En vista de lo apurado de la situación, lo último que Míster Bones esperaba en aquel momento era que su amo soltara una carcajada. Pero ahí estaba, retumbando desde las profundidades del estómago y estallando en el silencio dominical: aquel
ja
tan familiar. Por un momento pensó que Willy quizá tratara de aclararse la garganta, pero cuando al primer
ja
siguió
otro ja y
luego otro, y otro más después de ése, ya no le cupo duda alguna de lo que percibían sus oídos.

—Mira eso, colega —dijo Willy, con su mejor acento nasal de vaquero.

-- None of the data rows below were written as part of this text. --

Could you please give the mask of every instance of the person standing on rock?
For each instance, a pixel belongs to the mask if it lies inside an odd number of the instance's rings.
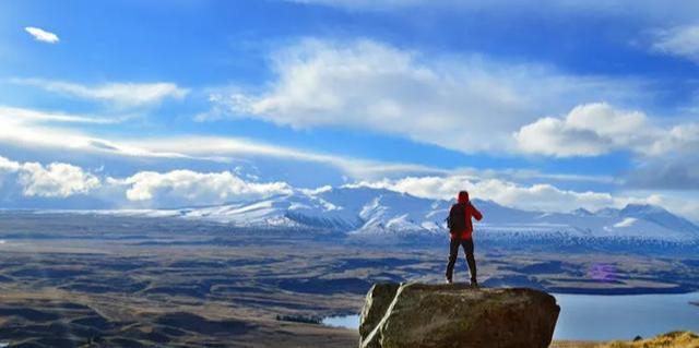
[[[472,218],[481,220],[483,214],[476,209],[475,206],[469,200],[469,192],[459,192],[457,204],[451,206],[449,211],[448,226],[449,226],[449,263],[447,263],[447,283],[451,284],[454,273],[454,264],[459,256],[459,247],[463,248],[463,252],[466,254],[466,263],[471,271],[471,285],[478,286],[476,279],[476,259],[473,254],[473,223]]]

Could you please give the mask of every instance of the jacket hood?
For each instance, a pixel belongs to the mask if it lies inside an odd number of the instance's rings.
[[[466,192],[466,191],[459,192],[459,195],[457,196],[457,200],[459,201],[459,203],[467,203],[469,202],[469,192]]]

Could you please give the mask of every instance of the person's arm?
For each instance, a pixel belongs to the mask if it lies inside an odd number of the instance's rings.
[[[471,209],[473,212],[473,217],[476,218],[476,220],[481,220],[483,218],[483,214],[481,214],[481,212],[478,212],[478,209],[476,209],[475,206],[473,206],[473,204],[469,203],[469,205],[471,206]]]

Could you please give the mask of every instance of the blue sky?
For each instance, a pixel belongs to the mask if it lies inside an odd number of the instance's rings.
[[[687,1],[0,3],[0,205],[699,207]]]

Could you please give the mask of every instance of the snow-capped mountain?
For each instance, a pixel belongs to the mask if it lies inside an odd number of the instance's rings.
[[[443,236],[452,202],[420,199],[365,187],[297,190],[265,200],[217,206],[159,211],[118,211],[117,214],[177,216],[237,227],[313,228],[348,236]],[[659,206],[628,205],[623,209],[570,213],[530,212],[490,201],[474,200],[483,213],[476,233],[491,238],[613,238],[697,241],[699,227]]]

Era una voz reservada para ocasiones especiales, un tono que Willy empleaba sólo cuando se encontraba en presencia de las ironías más espléndidas y vertiginosas de la vida. Por desconcertado que se sintiera al oírlo ahora, Míster Bones trató de animarse con aquel súbito cambio del clima emocional.

Willy se había detenido en la acera. El barrio donde se encontraban apestaba a miseria y basura sin recoger, y sin embargo estaban ante a la casita más encantadora que Míster Bones había visto en la vida, un edificio como de juguete, de ladrillo rojo, adornado con persianas de lamas verdes, tres escalones verdes y una puerta pintada de un blanco resplandeciente. En la pared había una placa que Willy leía con los ojos entornados y en voz alta, con un acento que cada vez se parecía más al de un peón de un rancho de Tejas.

—Dos cero tres calle Amity Norte —declamaba—. Residencia de Edgar Allan Poe, mil ochocientos treinta y dos a mil ochocientos treinta y cinco. Abierto al público de abril a diciembre, miércoles a sábado, de doce a tres cuarenta y cinco de la tarde.

A Míster Bones le pareció una leyenda sosísima, pero ¿quién era él para quejarse del entusiasmo de su amo? Willy parecía más inspirado que en ningún momento de las últimas dos semanas, y aun cuando su declamación fue seguida de otro severo acceso de tos (más esputos, más jadeos, más patadas en el suelo mientras se agarraba desesperadamente al canalón), se recobró enseguida una vez que cedió el espasmo.